Despite having crossed the first bridge and joined the queue of journalists lining up to interview whatever living legend was in town that week, there were other obstacles to overcome.
He soon worked out why he was being slotted in at 9am to interview people like Anthony Burgess.
He was low down the pecking order and in a busy day of scheduled interviews the morning spots were just about the least prestigious spot possible.
In those days, going through another phase of drinking and partying in the London clubs half the night, he wasn't always at his best at 9am. But then neither were the authors.
So when it came to Joseph Heller he reacted with mock horror when the public relations woman tried to slot him in at the allotted hour.
"Who wants to be interviewed at 9am in the morning?" he snapped back. "Not me. Don't be ridiculous."
"But he's got interviews slotted for every hour of the day," the PR woman protested. "There's nothing I can do."
He held his ground.
And thus it was that he came to have lunch with Joesph Heller, the author of Catch 22, one of the most famous novels of the twentieth century.
Joseph never repeated the success of the book whose title entered the English language as meaning a double trap.
In fact many of his books were rather long and rather dull.
But Heller in person was charm itself.
He arrived at the trendy little French restaurant near Covent Garden nominated by the public relations professional - it got their backs up if you called them girls - ahead of time and sat a little uncomfortably amongst the starched white linen tablecloths, the restaurant yet to fill with the lunchtime crowd.
Nothing to be frightened of.
Interviewing one of the 20th centuries most famous authors was just another strange event in an already crowded life.
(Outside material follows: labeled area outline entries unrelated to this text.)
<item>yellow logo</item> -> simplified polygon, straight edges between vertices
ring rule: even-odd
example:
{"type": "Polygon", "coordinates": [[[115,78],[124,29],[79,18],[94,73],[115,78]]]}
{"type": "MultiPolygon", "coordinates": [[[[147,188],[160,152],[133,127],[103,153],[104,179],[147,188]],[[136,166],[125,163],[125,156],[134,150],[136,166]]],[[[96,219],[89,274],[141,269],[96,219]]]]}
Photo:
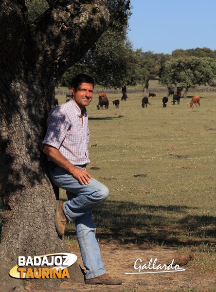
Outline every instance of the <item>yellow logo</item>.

Finally, a little later than the appointed hour, the PR woman with Joseph Heller in toe arrived, and he rose from the table to greet them.
They were full of the news that they had just passed an employment agency called Catch 22,
Which of course provoked the obvious question of what it was like to have written a novel whose title had literally entered the English language, the expression now being accepted into modern dictionaries.